Scientists at the Icahn School of Medicine at Mount Sinai have developed a powerful new computational tool that could transform how cancer tissues are analysed and help pave the way for more personalised treatments.
The study, published in Nature Biomedical Engineering, introduces MARQO, a next-generation image analysis process that extracts detailed cellular and spatial information from tumour tissue slides with unprecedented accuracy and scalability.
Developed by a team led by Sacha Gnjatic, PhD, Professor of Immunology and Immunotherapy at the Icahn School of Medicine, MARQO streamlines the complex task of analysing immunohistochemistry (IHC) and immunofluorescence (IF) images, which are produced via staining methods commonly used to detect immune cells and other biomarkers in cancerous tissues.
When someone has cancer, pathologists inspect stained tissue sections under the microscope to see which cells are present and how they are arranged.
Doing this by hand is labour‑intensive and usually limited to small areas of the sample.
MARQO tackles this challenge in three key ways: First, while other tools can process entire images, they often require users to chop slides into patches or rely on costly computing clusters.
MARQO keeps slides intact and finishes the job in minutes rather than hours, even on standard graphics processing units.
Second, MARQO works with a range of common IHC and IF staining technologies, making study‑to‑study comparisons easier and boosting reproducibility.
Third, MARQO automatically flags likely positive cells and assigns coordinates and marker intensities, then hands off the final validation to the pathologist, keeping human expertise at the centre of the workflow.
“We designed MARQO to fill a major gap in the field: turning complex whole‑slide images into usable, structured data quickly and consistently,” said Dr. Gnjatic.
“By automating the heavy lifting, we let experts focus on interpretation and discovery.”
While MARQO is currently designed for research use and has not been validated for clinical diagnostics, its compatibility with standard clinical staining methods could enable future applications in pathology labs.

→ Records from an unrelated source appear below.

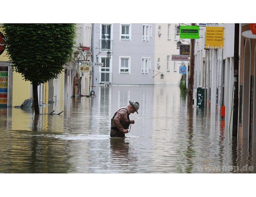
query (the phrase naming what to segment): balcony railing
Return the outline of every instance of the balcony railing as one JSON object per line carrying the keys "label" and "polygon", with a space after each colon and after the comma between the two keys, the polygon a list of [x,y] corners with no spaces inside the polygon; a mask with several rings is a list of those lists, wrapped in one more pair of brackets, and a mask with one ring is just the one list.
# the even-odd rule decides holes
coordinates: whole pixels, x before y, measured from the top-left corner
{"label": "balcony railing", "polygon": [[112,51],[113,49],[113,43],[112,40],[100,40],[100,50],[109,50],[109,51]]}

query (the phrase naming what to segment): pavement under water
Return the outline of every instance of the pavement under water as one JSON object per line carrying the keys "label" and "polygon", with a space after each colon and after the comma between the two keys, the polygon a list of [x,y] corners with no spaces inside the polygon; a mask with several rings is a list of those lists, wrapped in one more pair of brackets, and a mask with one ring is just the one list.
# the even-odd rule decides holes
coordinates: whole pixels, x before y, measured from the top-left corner
{"label": "pavement under water", "polygon": [[[188,107],[178,87],[95,90],[96,97],[69,98],[62,109],[41,109],[64,110],[60,115],[0,108],[0,172],[256,172],[253,144],[232,138],[203,109]],[[129,100],[140,103],[130,116],[135,123],[125,139],[111,138],[111,119]]]}

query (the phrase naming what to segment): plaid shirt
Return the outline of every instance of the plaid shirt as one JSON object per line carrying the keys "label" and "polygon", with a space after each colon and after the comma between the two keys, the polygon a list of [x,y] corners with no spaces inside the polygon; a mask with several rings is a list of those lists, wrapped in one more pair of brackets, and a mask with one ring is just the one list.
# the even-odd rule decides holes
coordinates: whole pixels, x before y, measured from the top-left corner
{"label": "plaid shirt", "polygon": [[[123,109],[118,111],[115,117],[114,117],[114,122],[119,131],[123,132],[125,129],[123,127],[120,122],[122,121],[129,122],[128,116],[130,114],[130,113],[127,107],[121,107],[118,110],[122,108],[125,108],[127,110],[127,111],[125,109]],[[128,115],[127,115],[127,112],[128,112]]]}

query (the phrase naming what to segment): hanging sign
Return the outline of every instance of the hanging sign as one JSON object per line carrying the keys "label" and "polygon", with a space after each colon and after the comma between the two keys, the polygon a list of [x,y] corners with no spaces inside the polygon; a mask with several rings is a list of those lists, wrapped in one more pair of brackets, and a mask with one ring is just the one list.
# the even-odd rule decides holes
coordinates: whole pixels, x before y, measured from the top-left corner
{"label": "hanging sign", "polygon": [[189,61],[188,55],[172,55],[172,61]]}
{"label": "hanging sign", "polygon": [[89,73],[90,71],[90,66],[87,64],[82,64],[79,66],[78,70],[82,73]]}
{"label": "hanging sign", "polygon": [[190,52],[190,45],[181,44],[180,45],[180,55],[189,55]]}
{"label": "hanging sign", "polygon": [[224,29],[222,27],[206,27],[206,49],[223,49]]}
{"label": "hanging sign", "polygon": [[5,38],[3,33],[0,32],[0,55],[4,53],[5,49]]}
{"label": "hanging sign", "polygon": [[180,38],[190,39],[199,38],[199,27],[182,25],[180,27]]}
{"label": "hanging sign", "polygon": [[250,30],[242,33],[243,36],[249,38],[256,38],[256,23],[250,23],[249,25]]}
{"label": "hanging sign", "polygon": [[179,73],[180,74],[186,75],[187,74],[187,67],[185,66],[181,66],[180,67],[179,71],[180,71]]}
{"label": "hanging sign", "polygon": [[91,66],[104,66],[104,63],[103,63],[98,62],[88,62],[87,63],[88,65]]}

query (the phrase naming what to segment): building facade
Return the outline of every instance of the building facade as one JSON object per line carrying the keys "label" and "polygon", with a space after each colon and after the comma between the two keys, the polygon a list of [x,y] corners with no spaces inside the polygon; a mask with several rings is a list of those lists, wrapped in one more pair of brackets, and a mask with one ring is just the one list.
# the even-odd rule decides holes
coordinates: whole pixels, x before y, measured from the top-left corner
{"label": "building facade", "polygon": [[92,61],[92,24],[76,24],[76,38],[73,60],[65,65],[64,95],[68,100],[73,96],[88,95],[91,89],[92,70],[81,73],[79,66]]}
{"label": "building facade", "polygon": [[[238,137],[244,142],[256,142],[256,109],[254,93],[256,36],[249,24],[239,25],[239,78],[235,79],[234,24],[224,24],[223,49],[205,48],[205,27],[200,27],[202,39],[195,47],[194,106],[197,106],[197,89],[206,90],[205,107],[213,121],[224,120],[225,130],[232,133],[233,119],[237,119]],[[256,25],[255,25],[256,26]],[[247,32],[247,33],[244,33]],[[246,37],[247,34],[250,37]],[[236,81],[237,80],[237,81]],[[238,114],[233,117],[234,83],[238,84]],[[215,118],[217,117],[217,119]]]}
{"label": "building facade", "polygon": [[153,24],[95,24],[94,59],[104,66],[94,68],[94,84],[153,85],[155,28]]}
{"label": "building facade", "polygon": [[154,84],[177,85],[182,75],[179,74],[180,66],[188,64],[187,61],[171,60],[172,55],[180,54],[177,48],[179,39],[176,35],[177,24],[157,23],[155,26]]}

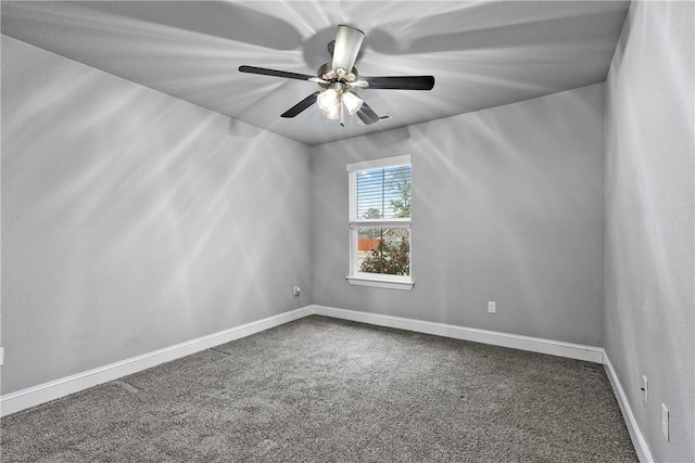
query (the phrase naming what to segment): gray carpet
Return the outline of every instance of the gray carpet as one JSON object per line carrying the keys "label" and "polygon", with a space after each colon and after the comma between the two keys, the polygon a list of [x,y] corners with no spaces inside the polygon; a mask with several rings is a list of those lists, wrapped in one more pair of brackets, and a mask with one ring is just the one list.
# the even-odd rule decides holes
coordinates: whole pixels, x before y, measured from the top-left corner
{"label": "gray carpet", "polygon": [[601,364],[308,317],[2,419],[2,462],[635,462]]}

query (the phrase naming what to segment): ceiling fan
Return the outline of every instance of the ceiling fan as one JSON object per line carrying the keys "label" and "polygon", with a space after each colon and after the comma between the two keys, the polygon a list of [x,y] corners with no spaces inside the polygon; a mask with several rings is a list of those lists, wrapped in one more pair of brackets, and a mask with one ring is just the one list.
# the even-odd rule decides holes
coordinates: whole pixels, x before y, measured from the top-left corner
{"label": "ceiling fan", "polygon": [[431,90],[433,76],[361,77],[354,67],[365,34],[354,27],[340,25],[336,40],[328,43],[328,52],[333,60],[318,68],[317,76],[267,69],[265,67],[239,66],[241,73],[307,80],[318,83],[323,90],[316,91],[290,107],[280,117],[295,117],[314,103],[329,119],[340,119],[344,127],[344,112],[370,125],[380,120],[377,113],[356,93],[356,89]]}

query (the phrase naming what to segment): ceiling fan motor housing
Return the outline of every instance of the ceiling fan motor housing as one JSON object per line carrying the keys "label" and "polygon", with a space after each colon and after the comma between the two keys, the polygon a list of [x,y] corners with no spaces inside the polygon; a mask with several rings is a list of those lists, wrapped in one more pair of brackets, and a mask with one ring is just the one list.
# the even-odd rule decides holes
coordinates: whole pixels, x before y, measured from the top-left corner
{"label": "ceiling fan motor housing", "polygon": [[324,88],[330,88],[333,83],[342,81],[345,82],[356,82],[359,77],[359,73],[357,73],[357,68],[353,67],[352,72],[346,73],[345,69],[333,69],[332,63],[325,63],[316,72],[316,75],[321,79],[326,80],[326,83],[319,82],[318,85]]}

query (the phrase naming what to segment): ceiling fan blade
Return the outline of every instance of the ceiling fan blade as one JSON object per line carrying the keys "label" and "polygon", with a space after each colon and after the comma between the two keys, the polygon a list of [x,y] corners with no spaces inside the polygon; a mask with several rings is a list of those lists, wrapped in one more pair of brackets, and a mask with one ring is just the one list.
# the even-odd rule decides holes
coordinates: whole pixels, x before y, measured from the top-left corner
{"label": "ceiling fan blade", "polygon": [[357,111],[357,117],[359,117],[359,120],[365,123],[365,126],[369,126],[381,120],[379,115],[374,112],[366,101],[362,103],[359,111]]}
{"label": "ceiling fan blade", "polygon": [[391,90],[432,90],[434,76],[402,76],[402,77],[361,77],[366,80],[368,89]]}
{"label": "ceiling fan blade", "polygon": [[359,29],[343,25],[338,26],[333,47],[333,69],[343,68],[349,73],[352,70],[364,38],[365,33]]}
{"label": "ceiling fan blade", "polygon": [[266,69],[265,67],[239,66],[240,73],[260,74],[262,76],[285,77],[286,79],[309,80],[314,76],[307,74],[290,73],[287,70]]}
{"label": "ceiling fan blade", "polygon": [[309,107],[312,104],[316,103],[316,97],[318,97],[319,92],[315,92],[306,97],[304,100],[296,103],[294,106],[287,110],[285,113],[280,115],[280,117],[294,117],[299,115],[302,111]]}

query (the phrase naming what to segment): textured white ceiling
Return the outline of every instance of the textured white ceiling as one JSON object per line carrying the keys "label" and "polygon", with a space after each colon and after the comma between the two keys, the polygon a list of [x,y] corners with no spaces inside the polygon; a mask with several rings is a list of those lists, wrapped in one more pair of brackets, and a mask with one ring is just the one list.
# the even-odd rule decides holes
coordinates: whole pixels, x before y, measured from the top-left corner
{"label": "textured white ceiling", "polygon": [[[2,34],[315,145],[604,81],[628,1],[3,1]],[[336,26],[366,37],[363,76],[433,75],[431,91],[361,90],[390,120],[340,127],[318,86],[242,74],[315,75]]]}

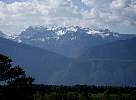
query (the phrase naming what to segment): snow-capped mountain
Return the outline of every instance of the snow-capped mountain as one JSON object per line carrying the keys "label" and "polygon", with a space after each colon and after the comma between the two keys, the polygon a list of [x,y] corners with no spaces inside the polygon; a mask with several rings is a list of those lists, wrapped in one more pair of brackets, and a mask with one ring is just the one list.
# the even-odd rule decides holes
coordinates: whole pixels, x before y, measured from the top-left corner
{"label": "snow-capped mountain", "polygon": [[79,26],[30,26],[12,39],[65,56],[78,57],[91,46],[131,37],[134,36],[111,32],[108,29],[99,30]]}
{"label": "snow-capped mountain", "polygon": [[2,31],[0,31],[0,37],[7,38],[7,36]]}

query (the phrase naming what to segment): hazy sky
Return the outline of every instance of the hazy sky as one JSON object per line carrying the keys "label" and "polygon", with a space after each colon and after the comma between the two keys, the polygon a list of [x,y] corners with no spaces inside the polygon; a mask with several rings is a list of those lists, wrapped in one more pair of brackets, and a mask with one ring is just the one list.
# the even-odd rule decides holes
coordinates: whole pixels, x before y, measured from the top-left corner
{"label": "hazy sky", "polygon": [[0,30],[79,25],[136,34],[136,0],[0,0]]}

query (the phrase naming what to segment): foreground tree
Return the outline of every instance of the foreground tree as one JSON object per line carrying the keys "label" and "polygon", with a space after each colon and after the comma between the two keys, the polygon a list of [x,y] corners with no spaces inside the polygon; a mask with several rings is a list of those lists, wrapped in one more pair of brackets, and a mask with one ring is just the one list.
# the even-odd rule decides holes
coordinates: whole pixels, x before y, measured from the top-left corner
{"label": "foreground tree", "polygon": [[27,77],[20,66],[13,66],[12,60],[0,54],[0,83],[9,85],[31,85],[33,78]]}

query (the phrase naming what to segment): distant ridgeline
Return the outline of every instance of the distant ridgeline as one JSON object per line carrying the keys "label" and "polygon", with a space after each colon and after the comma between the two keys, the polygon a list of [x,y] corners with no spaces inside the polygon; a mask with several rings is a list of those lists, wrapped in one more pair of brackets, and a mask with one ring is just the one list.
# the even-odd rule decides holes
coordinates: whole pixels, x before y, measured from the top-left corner
{"label": "distant ridgeline", "polygon": [[135,43],[135,35],[107,29],[29,27],[1,36],[0,53],[40,84],[135,86]]}

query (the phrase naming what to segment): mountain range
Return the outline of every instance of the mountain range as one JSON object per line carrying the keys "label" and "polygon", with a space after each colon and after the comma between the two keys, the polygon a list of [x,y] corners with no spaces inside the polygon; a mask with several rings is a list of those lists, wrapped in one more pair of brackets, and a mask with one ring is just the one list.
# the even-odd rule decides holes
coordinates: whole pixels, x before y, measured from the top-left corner
{"label": "mountain range", "polygon": [[66,57],[78,58],[87,48],[117,40],[125,40],[135,35],[119,34],[108,29],[70,27],[28,27],[15,41],[40,47]]}
{"label": "mountain range", "polygon": [[[74,29],[57,35],[54,32],[57,29],[29,27],[16,38],[1,37],[0,53],[10,56],[15,64],[23,66],[27,74],[36,79],[36,83],[135,85],[135,35],[119,34],[107,29]],[[41,47],[38,41],[45,47]],[[79,50],[72,56],[81,47],[81,52]]]}

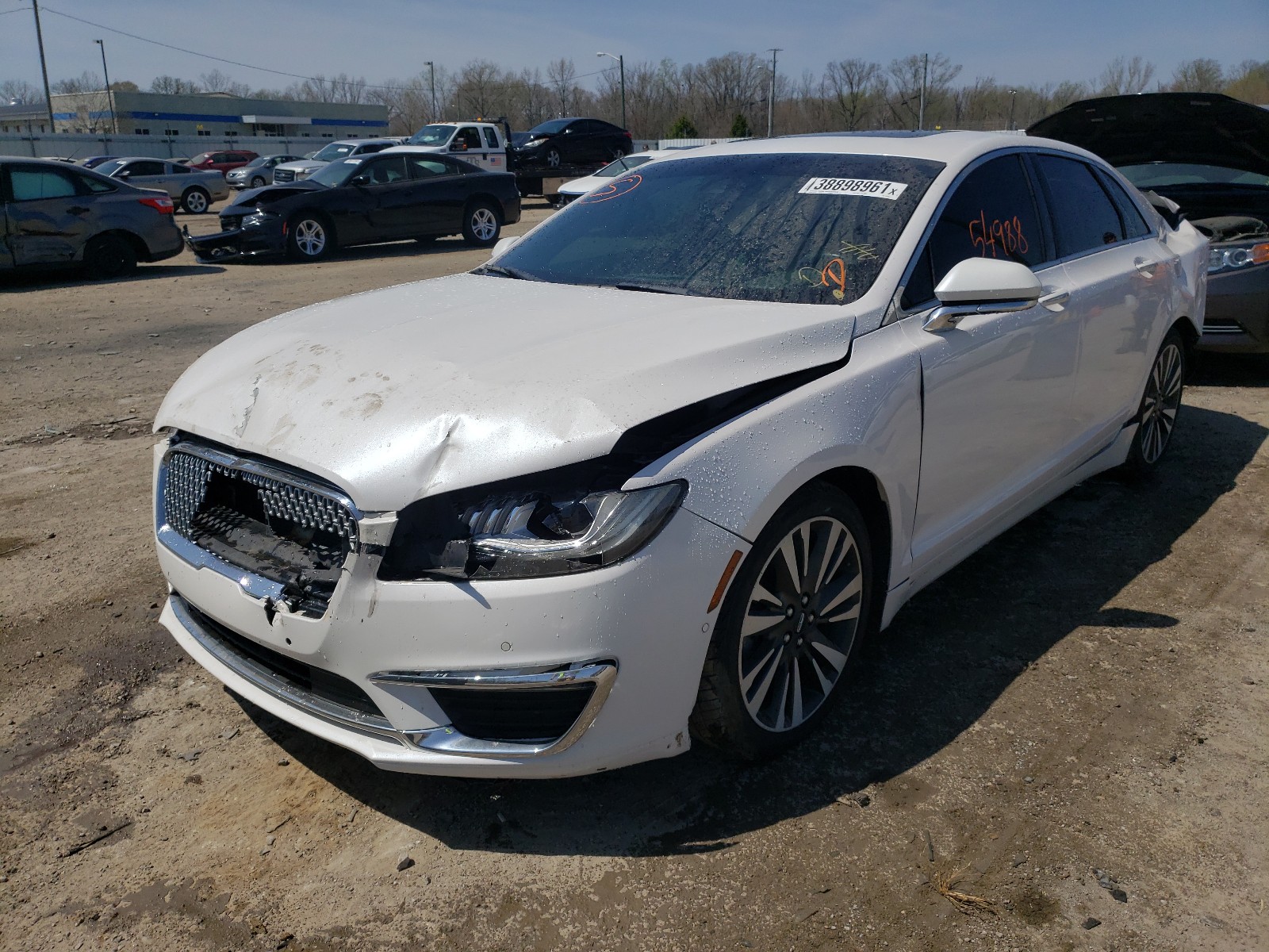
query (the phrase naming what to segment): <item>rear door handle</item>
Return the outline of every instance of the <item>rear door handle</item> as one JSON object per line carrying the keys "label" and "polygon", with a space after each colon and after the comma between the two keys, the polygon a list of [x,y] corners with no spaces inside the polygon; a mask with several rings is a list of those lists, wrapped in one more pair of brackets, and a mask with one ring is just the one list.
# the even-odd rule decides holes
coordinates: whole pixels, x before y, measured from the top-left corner
{"label": "rear door handle", "polygon": [[1041,294],[1039,306],[1047,307],[1051,311],[1061,311],[1062,305],[1071,300],[1070,291],[1051,291],[1047,294]]}

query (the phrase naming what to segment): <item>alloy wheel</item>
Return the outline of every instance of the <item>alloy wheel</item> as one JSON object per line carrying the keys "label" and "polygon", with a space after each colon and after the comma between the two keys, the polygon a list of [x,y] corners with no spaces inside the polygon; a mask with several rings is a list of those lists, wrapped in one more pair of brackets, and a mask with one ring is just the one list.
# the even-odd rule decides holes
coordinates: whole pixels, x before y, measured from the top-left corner
{"label": "alloy wheel", "polygon": [[1141,404],[1141,456],[1146,463],[1155,463],[1171,439],[1181,405],[1183,369],[1180,347],[1167,341],[1155,358]]}
{"label": "alloy wheel", "polygon": [[326,230],[321,222],[305,218],[296,225],[296,246],[306,258],[316,258],[326,250]]}
{"label": "alloy wheel", "polygon": [[741,696],[769,731],[805,724],[836,685],[863,608],[859,546],[840,520],[796,526],[772,552],[740,631]]}
{"label": "alloy wheel", "polygon": [[497,234],[497,216],[489,208],[472,212],[472,234],[481,241],[489,241]]}

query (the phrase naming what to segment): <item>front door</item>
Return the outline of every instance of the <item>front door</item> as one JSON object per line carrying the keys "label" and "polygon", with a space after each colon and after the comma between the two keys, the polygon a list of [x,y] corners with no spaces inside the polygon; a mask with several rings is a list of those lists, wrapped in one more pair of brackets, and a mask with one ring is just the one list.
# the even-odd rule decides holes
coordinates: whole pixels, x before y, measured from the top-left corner
{"label": "front door", "polygon": [[93,231],[75,175],[44,165],[8,166],[5,228],[13,263],[70,264]]}
{"label": "front door", "polygon": [[1072,452],[1080,334],[1065,308],[1036,305],[964,317],[939,331],[923,326],[937,303],[934,288],[967,258],[1020,261],[1046,294],[1060,293],[1066,274],[1046,264],[1039,215],[1018,155],[977,166],[940,213],[909,281],[904,324],[921,355],[925,395],[912,531],[921,576],[947,569]]}

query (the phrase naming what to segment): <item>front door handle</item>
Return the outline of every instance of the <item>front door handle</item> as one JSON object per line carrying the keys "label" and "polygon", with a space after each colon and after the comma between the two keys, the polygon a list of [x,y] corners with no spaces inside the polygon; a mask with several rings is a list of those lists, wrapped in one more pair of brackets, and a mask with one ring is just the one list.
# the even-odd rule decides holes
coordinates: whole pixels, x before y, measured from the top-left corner
{"label": "front door handle", "polygon": [[1061,311],[1062,305],[1071,300],[1070,291],[1051,291],[1047,294],[1041,294],[1039,306],[1047,307],[1049,311]]}

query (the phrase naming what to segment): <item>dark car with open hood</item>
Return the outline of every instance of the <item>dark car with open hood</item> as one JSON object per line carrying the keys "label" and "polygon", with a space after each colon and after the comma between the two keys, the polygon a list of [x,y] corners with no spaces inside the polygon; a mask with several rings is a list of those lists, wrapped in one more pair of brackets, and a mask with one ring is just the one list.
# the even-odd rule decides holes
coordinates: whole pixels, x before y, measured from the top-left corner
{"label": "dark car with open hood", "polygon": [[217,235],[185,244],[204,260],[287,254],[316,261],[336,248],[462,235],[497,241],[520,220],[515,176],[433,154],[379,152],[340,159],[303,182],[244,192],[221,211]]}
{"label": "dark car with open hood", "polygon": [[[1096,152],[1212,242],[1198,347],[1269,353],[1269,109],[1214,93],[1072,103],[1027,129]],[[1154,193],[1154,194],[1151,194]]]}

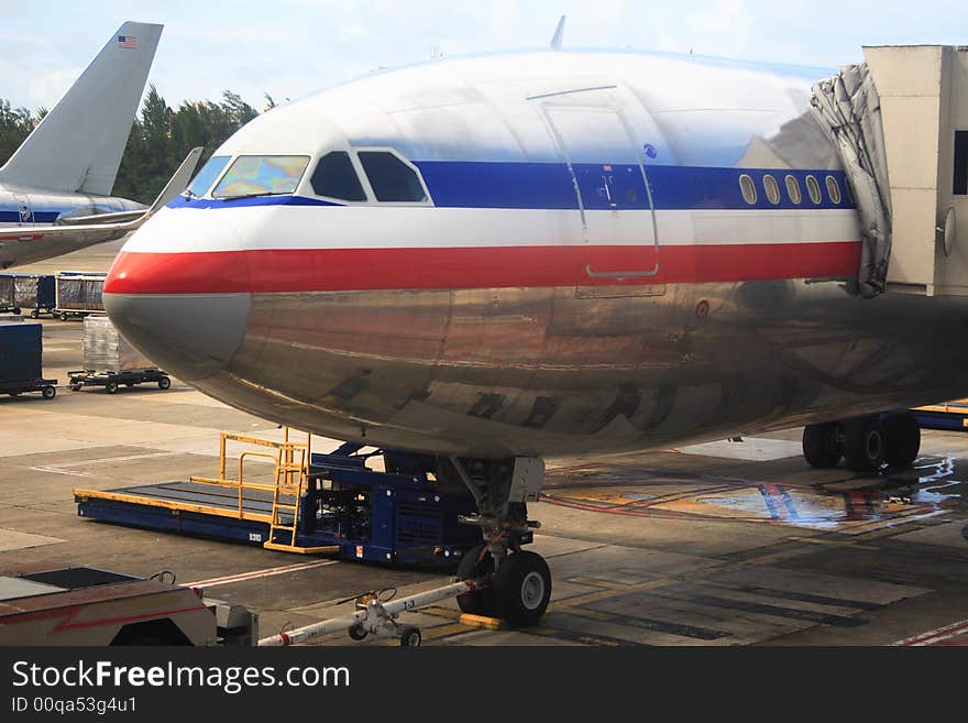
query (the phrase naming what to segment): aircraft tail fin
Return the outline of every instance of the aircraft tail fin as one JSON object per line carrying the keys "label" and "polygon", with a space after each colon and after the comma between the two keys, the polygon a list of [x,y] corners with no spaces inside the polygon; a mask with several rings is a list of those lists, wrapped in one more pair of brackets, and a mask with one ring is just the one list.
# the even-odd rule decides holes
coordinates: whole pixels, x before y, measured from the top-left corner
{"label": "aircraft tail fin", "polygon": [[121,25],[0,168],[0,180],[110,196],[161,36],[162,25]]}

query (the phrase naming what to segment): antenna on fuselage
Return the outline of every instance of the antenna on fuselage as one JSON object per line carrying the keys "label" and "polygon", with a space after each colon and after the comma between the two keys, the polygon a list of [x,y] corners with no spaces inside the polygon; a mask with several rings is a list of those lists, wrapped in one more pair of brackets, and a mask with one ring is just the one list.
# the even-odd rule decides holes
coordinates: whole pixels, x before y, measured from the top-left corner
{"label": "antenna on fuselage", "polygon": [[564,37],[564,15],[562,15],[558,21],[558,28],[554,29],[554,34],[551,36],[551,50],[560,51],[561,50],[561,41]]}

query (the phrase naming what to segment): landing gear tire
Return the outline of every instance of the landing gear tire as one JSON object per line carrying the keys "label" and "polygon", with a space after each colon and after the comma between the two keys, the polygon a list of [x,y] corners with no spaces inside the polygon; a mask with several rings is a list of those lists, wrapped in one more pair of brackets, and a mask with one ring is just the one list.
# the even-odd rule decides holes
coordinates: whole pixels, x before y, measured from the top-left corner
{"label": "landing gear tire", "polygon": [[844,423],[844,460],[855,472],[877,472],[884,461],[887,434],[877,417]]}
{"label": "landing gear tire", "polygon": [[[494,558],[484,548],[484,545],[475,545],[464,552],[457,573],[461,580],[483,580],[491,578],[494,573]],[[493,588],[461,593],[458,595],[458,606],[461,612],[470,615],[494,617],[497,614]]]}
{"label": "landing gear tire", "polygon": [[419,627],[407,625],[400,632],[400,647],[403,648],[419,648],[422,642],[424,635],[421,635]]}
{"label": "landing gear tire", "polygon": [[921,425],[910,412],[894,414],[884,423],[888,435],[888,450],[884,461],[894,468],[908,468],[917,459],[921,451]]}
{"label": "landing gear tire", "polygon": [[825,470],[837,467],[844,456],[840,425],[836,421],[807,425],[803,429],[803,458],[811,467]]}
{"label": "landing gear tire", "polygon": [[535,552],[508,555],[494,577],[497,612],[512,627],[527,627],[541,620],[551,600],[551,571]]}

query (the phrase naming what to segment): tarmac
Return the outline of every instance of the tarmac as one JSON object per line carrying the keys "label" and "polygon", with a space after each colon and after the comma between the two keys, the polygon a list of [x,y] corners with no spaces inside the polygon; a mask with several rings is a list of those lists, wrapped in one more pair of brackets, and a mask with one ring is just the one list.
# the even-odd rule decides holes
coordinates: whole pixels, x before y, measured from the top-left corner
{"label": "tarmac", "polygon": [[[117,244],[25,269],[106,271]],[[178,380],[70,392],[77,321],[44,319],[57,397],[0,398],[0,574],[32,562],[183,583],[260,614],[262,635],[333,617],[354,594],[444,573],[306,557],[77,516],[72,490],[212,476],[218,435],[275,425]],[[425,645],[968,645],[968,432],[924,430],[913,469],[814,470],[800,430],[648,454],[551,459],[532,549],[552,602],[539,627],[475,628],[455,603],[404,614]],[[334,448],[314,439],[314,449]],[[266,469],[266,473],[267,473]],[[314,644],[353,644],[344,634]],[[362,645],[396,644],[367,639]]]}

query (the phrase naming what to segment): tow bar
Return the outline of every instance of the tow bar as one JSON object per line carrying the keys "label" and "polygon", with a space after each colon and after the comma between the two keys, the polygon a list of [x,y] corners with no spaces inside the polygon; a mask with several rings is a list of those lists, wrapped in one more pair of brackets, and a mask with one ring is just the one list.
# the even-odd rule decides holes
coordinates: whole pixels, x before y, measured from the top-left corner
{"label": "tow bar", "polygon": [[453,582],[442,588],[435,588],[427,592],[418,592],[409,598],[381,602],[376,593],[367,593],[356,599],[356,612],[352,615],[333,617],[331,620],[312,623],[293,631],[283,632],[278,635],[264,637],[258,642],[260,647],[278,647],[295,645],[311,640],[320,635],[348,631],[354,640],[362,640],[373,634],[380,637],[397,637],[404,647],[417,647],[422,642],[420,628],[414,625],[400,625],[397,617],[403,612],[425,607],[448,598],[454,598],[465,592],[473,592],[477,584],[473,580]]}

The research team plans to continue developing MARQO by improving its user interface, adding advanced spatial and neighbourhood analysis tools, and expanding its use in high-performance computing environments to support large-scale projects involving millions of digitised tissue slides.
“This platform could accelerate biomarker discovery, improve how we predict which patients will benefit from specific treatments, and ultimately support the development of more precise cancer diagnostics,” said Dr. Gnjatic.